Principal component analysis

Principal Component Analysis, or PCA (see [77,87]), is widely used in signal processing, statistics, and neural computing. In some application areas, this is also called the (discrete) Karhunen-Loève transform, or the Hotelling transform.

The basic idea in PCA is to find the components s₁,s₂,...,s_n so that they explain the maximum amount of variance possible by nlinearly transformed components. PCA can be defined in an intuitive way using a recursive formulation. Define the direction of the first principal component, say ${\bf w}_1$, by

$${\bf w}_1=\arg\max_{\Vert{\bf w}\Vert=1} E\{({\bf w}^T{\bf x})^2\}$$ (3)

where ${\bf w}_1$ is of the same dimension m as the random data vector ${\bf x}$. (All the vectors in this paper are column vectors). Thus the first principal component is the projection on the direction in which the variance of the projection is maximized. Having determined the first k-1 principal components, the k-th principal component is determined as the principal component of the residual:

$${\bf w}_{k}=\arg\max_{\Vert{\bf w}\Vert=1} E\{[{\bf w}^T({\bf x}-\sum_{i=1}^{k-1}{\bf w}_i{\bf w}_i^T{\bf x})]^2\}$$ (4)

The principal components are then given by $s_i={\bf w}_i^T{\bf x}$. In practice, the computation of the ${\bf w}_i$ can be simply accomplished using the (sample) covariance matrix $E\{{\bf x}{\bf x}^T\}={\bf C}$. The ${\bf w}_i$ are the eigenvectors of ${\bf C}$ that correspond to the n largest eigenvalues of ${\bf C}$.

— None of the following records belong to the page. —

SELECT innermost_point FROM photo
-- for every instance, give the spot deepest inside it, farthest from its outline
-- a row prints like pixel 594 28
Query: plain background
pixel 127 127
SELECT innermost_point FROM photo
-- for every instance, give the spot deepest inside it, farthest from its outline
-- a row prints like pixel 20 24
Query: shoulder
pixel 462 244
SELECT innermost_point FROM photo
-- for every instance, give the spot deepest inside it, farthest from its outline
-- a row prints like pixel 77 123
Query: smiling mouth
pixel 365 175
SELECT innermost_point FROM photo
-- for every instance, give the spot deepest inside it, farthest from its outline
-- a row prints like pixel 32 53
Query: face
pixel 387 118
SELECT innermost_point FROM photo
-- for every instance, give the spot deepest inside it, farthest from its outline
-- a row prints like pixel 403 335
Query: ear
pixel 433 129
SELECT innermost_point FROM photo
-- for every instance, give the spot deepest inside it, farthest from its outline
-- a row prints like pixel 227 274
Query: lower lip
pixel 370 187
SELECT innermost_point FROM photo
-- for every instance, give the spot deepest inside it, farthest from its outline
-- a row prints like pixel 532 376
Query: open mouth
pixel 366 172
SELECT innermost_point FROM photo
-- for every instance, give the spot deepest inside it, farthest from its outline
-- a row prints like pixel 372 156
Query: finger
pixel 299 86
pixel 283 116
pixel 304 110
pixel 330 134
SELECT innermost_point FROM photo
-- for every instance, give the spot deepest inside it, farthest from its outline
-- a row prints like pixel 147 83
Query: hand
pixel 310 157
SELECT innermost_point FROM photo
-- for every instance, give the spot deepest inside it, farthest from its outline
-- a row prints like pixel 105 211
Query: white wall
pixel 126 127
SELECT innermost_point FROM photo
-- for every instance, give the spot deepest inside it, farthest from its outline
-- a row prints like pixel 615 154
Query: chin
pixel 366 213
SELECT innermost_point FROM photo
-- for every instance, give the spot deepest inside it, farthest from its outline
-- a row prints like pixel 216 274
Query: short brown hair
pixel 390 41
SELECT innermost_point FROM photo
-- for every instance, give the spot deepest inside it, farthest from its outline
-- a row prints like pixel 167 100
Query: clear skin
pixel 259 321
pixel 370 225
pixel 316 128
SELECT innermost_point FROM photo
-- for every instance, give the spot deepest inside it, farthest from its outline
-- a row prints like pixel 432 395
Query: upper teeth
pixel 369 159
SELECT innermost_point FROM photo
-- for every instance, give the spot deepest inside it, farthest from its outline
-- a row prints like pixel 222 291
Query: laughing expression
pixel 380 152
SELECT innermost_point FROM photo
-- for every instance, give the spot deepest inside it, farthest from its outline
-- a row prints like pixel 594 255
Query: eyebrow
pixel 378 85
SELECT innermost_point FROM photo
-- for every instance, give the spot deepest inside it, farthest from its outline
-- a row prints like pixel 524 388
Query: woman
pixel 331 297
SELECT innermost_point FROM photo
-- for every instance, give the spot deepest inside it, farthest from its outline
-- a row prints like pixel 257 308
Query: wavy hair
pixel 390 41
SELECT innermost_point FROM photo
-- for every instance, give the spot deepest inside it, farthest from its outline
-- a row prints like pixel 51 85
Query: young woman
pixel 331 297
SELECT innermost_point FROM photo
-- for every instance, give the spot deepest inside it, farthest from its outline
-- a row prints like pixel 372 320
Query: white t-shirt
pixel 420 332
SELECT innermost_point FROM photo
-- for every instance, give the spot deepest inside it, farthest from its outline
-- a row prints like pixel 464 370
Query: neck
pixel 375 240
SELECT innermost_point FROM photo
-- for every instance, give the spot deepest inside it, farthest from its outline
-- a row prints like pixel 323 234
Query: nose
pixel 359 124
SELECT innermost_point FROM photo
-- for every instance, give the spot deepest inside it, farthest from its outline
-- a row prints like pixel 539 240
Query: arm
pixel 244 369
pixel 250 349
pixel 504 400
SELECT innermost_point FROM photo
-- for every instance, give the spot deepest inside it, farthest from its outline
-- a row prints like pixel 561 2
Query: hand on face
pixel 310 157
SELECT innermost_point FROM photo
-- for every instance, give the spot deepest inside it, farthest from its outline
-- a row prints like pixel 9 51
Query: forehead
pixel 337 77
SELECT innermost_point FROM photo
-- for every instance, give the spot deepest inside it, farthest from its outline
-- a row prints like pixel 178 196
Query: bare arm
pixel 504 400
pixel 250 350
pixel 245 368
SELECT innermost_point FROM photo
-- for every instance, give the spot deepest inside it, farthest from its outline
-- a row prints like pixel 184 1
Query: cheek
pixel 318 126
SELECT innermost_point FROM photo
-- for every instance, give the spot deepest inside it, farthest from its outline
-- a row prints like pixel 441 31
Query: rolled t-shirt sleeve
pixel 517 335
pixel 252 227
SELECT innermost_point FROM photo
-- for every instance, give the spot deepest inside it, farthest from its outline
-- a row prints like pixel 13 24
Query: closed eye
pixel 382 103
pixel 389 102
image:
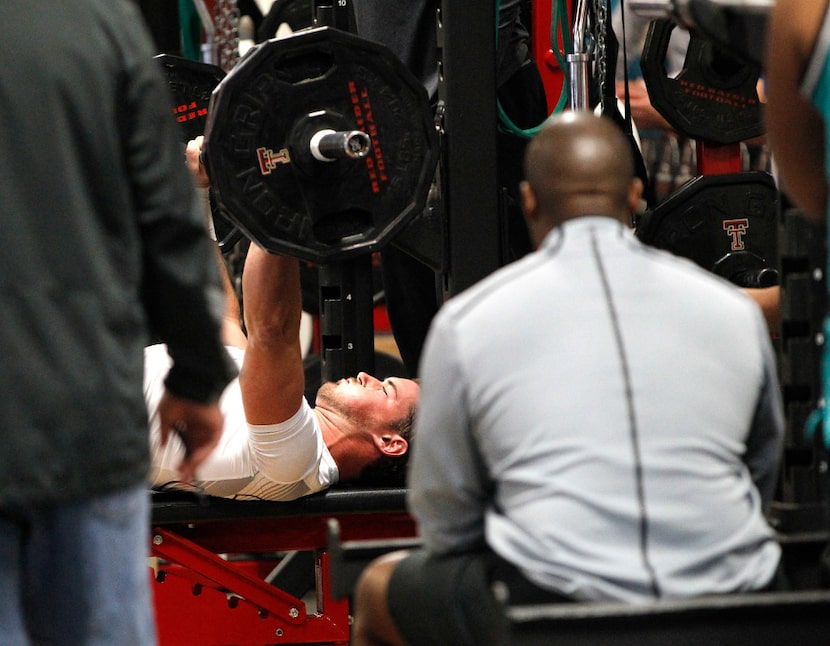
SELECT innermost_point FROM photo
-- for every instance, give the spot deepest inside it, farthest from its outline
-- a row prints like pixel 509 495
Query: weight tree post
pixel 468 88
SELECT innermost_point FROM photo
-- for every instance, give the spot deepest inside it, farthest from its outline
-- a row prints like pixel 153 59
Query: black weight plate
pixel 263 115
pixel 191 84
pixel 712 216
pixel 714 98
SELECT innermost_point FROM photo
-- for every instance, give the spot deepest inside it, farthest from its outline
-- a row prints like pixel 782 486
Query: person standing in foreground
pixel 105 243
pixel 599 421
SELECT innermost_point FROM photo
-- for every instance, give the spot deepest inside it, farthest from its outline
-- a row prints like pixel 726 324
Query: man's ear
pixel 391 444
pixel 635 194
pixel 528 199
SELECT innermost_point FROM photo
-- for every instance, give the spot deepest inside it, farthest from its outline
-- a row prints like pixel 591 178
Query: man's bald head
pixel 580 164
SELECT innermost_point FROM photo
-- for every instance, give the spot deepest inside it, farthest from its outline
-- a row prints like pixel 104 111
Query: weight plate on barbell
pixel 714 97
pixel 714 217
pixel 269 109
pixel 191 84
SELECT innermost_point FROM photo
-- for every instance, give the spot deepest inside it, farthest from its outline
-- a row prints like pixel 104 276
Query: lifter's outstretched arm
pixel 272 379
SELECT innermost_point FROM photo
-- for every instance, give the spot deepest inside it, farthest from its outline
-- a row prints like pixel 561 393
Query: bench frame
pixel 219 564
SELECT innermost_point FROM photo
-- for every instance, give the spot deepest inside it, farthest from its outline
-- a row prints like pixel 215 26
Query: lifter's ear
pixel 391 444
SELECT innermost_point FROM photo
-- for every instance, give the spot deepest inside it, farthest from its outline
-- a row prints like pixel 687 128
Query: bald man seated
pixel 600 420
pixel 275 445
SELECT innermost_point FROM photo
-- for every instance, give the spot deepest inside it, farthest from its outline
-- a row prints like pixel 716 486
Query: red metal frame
pixel 209 585
pixel 718 159
pixel 553 77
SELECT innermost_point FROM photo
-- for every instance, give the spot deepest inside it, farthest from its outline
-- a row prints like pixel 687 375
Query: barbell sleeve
pixel 330 145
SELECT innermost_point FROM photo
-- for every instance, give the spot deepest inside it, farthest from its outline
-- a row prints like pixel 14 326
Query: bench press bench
pixel 258 572
pixel 800 617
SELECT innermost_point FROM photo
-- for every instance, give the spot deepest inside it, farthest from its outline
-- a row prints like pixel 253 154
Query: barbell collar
pixel 682 11
pixel 330 145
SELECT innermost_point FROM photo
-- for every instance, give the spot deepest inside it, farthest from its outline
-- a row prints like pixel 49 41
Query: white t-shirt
pixel 276 462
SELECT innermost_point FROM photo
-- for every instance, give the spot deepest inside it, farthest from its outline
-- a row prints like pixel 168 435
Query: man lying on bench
pixel 275 446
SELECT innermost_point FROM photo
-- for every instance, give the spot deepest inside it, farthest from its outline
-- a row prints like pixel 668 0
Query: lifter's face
pixel 370 400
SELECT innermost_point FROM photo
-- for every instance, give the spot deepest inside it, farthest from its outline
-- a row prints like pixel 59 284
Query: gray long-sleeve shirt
pixel 602 473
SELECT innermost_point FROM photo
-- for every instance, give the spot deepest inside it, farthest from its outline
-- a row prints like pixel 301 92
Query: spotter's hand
pixel 193 157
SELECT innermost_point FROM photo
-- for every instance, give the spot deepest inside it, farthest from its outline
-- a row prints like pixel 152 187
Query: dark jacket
pixel 103 243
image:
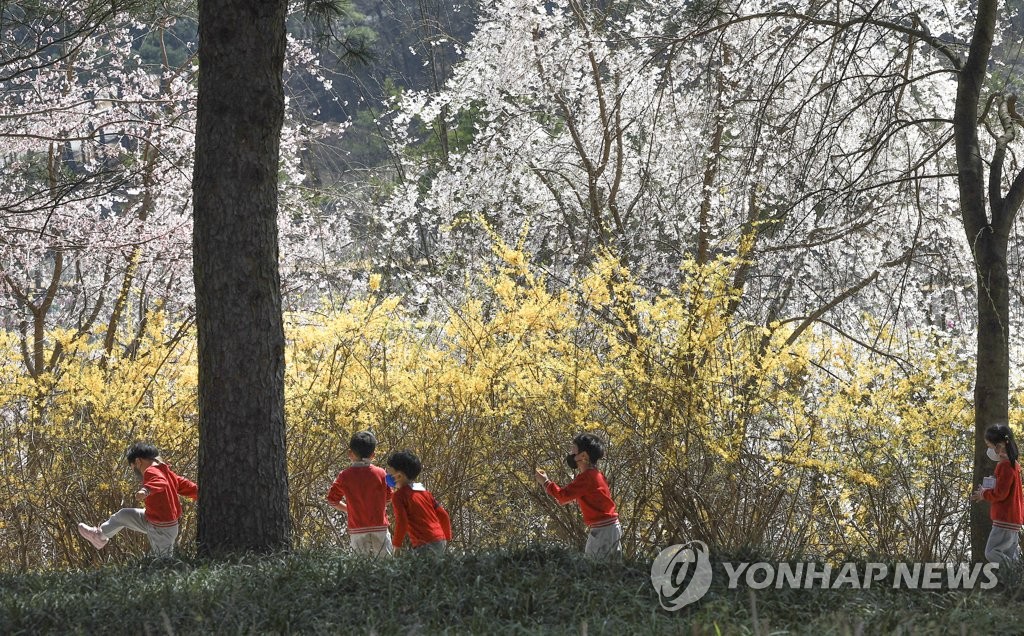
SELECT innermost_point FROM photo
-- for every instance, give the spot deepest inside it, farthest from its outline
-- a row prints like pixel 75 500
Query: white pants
pixel 1003 546
pixel 374 544
pixel 604 542
pixel 161 539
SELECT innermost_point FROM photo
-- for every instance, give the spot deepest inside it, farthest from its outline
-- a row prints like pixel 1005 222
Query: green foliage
pixel 527 590
pixel 719 429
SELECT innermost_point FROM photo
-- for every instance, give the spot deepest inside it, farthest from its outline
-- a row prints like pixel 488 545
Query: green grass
pixel 536 590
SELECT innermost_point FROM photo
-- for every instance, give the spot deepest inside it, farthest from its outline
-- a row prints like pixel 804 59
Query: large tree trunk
pixel 242 463
pixel 987 236
pixel 991 389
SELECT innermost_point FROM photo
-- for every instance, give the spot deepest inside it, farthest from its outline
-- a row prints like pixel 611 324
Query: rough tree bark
pixel 242 462
pixel 987 218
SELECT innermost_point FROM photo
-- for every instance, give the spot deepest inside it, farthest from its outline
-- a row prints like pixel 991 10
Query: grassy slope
pixel 530 590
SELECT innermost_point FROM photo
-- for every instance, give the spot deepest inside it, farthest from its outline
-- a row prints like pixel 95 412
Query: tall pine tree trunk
pixel 243 475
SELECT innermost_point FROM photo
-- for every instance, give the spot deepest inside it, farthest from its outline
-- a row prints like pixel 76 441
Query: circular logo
pixel 681 574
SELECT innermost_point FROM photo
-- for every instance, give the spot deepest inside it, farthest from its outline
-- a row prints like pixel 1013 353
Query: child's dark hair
pixel 591 444
pixel 140 450
pixel 363 443
pixel 1000 433
pixel 406 462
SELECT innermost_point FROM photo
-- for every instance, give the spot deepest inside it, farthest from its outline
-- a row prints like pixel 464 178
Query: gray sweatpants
pixel 1003 546
pixel 604 542
pixel 161 539
pixel 374 544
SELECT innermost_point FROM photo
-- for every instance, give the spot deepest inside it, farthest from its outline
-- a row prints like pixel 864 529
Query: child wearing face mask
pixel 1006 497
pixel 417 513
pixel 160 492
pixel 591 491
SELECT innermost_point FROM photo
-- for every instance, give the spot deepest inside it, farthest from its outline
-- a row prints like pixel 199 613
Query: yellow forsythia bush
pixel 719 429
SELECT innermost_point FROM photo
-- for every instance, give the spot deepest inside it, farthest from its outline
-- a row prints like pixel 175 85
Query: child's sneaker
pixel 93 536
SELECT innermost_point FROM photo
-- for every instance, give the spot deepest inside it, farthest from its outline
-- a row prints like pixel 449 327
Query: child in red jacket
pixel 366 492
pixel 417 513
pixel 591 491
pixel 160 492
pixel 1006 498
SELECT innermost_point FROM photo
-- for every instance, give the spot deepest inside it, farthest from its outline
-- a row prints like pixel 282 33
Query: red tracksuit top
pixel 418 514
pixel 366 495
pixel 162 505
pixel 592 491
pixel 1007 500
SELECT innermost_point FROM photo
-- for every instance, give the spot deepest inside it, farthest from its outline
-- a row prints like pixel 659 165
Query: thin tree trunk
pixel 242 462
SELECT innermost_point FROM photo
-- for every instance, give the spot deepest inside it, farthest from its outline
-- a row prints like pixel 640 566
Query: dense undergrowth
pixel 531 590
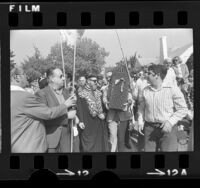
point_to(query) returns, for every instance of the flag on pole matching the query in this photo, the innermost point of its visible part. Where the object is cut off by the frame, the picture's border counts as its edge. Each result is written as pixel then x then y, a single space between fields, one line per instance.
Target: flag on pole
pixel 70 36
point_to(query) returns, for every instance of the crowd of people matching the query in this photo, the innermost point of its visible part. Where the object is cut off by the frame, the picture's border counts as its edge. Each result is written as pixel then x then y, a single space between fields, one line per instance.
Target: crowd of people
pixel 49 117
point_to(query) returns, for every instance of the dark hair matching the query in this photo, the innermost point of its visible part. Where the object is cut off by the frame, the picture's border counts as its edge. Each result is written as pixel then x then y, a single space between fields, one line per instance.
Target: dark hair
pixel 158 69
pixel 69 76
pixel 16 71
pixel 50 72
pixel 43 83
pixel 91 76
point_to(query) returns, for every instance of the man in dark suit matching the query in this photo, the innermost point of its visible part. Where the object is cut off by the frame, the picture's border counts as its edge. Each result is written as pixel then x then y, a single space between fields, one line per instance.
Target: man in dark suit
pixel 58 131
pixel 28 133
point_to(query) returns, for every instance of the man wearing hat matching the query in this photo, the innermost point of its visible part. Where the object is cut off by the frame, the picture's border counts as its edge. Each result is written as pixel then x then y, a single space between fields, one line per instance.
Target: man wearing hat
pixel 93 136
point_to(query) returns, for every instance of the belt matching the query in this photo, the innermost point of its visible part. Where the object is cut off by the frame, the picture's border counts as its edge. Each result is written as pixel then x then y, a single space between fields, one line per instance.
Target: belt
pixel 153 124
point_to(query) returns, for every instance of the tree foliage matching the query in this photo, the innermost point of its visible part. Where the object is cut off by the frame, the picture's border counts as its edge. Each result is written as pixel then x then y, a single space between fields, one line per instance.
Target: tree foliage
pixel 90 58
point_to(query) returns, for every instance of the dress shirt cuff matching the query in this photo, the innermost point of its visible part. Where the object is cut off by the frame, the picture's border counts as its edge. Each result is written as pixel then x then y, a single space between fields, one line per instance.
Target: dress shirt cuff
pixel 173 121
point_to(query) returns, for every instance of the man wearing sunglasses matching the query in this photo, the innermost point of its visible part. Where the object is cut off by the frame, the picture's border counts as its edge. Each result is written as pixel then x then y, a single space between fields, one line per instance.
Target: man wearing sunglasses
pixel 161 107
pixel 93 135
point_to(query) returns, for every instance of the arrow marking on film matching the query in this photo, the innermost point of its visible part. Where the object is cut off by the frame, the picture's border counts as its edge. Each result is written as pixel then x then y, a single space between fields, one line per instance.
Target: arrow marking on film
pixel 67 173
pixel 158 173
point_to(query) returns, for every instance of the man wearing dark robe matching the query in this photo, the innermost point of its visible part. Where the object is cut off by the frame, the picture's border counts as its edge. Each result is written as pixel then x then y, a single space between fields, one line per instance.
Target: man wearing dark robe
pixel 93 133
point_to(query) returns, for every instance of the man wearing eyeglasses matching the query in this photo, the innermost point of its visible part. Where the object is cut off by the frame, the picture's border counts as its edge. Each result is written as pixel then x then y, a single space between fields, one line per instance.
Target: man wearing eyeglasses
pixel 93 134
pixel 161 107
pixel 28 134
pixel 58 131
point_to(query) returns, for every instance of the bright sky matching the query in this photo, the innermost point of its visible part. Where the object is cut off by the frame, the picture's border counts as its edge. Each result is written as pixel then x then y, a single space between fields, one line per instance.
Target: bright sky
pixel 145 41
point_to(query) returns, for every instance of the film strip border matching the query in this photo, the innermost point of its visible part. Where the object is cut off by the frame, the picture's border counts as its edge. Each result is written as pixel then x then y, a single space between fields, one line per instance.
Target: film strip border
pixel 88 166
pixel 105 16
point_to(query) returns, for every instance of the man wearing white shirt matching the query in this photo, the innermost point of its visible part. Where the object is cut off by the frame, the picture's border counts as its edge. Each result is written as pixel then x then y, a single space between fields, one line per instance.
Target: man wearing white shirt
pixel 170 78
pixel 161 107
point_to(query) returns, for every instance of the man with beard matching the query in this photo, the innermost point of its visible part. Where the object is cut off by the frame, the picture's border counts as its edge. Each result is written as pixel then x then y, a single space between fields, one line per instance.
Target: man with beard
pixel 58 131
pixel 93 136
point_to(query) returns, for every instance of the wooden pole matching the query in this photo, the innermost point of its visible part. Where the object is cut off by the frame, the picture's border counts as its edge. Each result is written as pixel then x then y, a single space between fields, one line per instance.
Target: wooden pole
pixel 63 63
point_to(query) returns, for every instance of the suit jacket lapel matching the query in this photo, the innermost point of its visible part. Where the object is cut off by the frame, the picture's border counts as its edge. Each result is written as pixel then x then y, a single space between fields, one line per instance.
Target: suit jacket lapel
pixel 52 95
pixel 65 94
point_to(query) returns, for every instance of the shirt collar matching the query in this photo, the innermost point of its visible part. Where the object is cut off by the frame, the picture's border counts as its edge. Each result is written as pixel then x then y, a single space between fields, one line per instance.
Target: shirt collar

The basic goal in PCA is to reduce the dimension of the data. Thus one usually chooses n<<m. Indeed, it can be proven that the representation given by PCA is an optimal linear dimension reduction technique in the mean-square sense [77]. Such a reduction in dimension has important benefits. First, the computational overhead of the subsequent processing stages is reduced. Second, noise may be reduced, as the data not contained in the n first components may be mostly due to noise. Third, a projection into a subspace of a very low dimension, for example two, is useful for visualizing the data. Note that often it is not necessary to use the n principal components themselves, since any other orthonormal basis of the subspace spanned by the principal components (called the PCA subspace) has the same data compression or denoising capabilities.

A simple illustration of PCA is found in Fig. 1, in which the first principal component of a two-dimensional data set is shown.

  

Figure 1: Principal component analysis of a two-dimensional data cloud. The line shown is the direction of the first principal component, which gives an optimal (in the mean-square sense) linear reduction of dimension from 2 to 1 dimensions.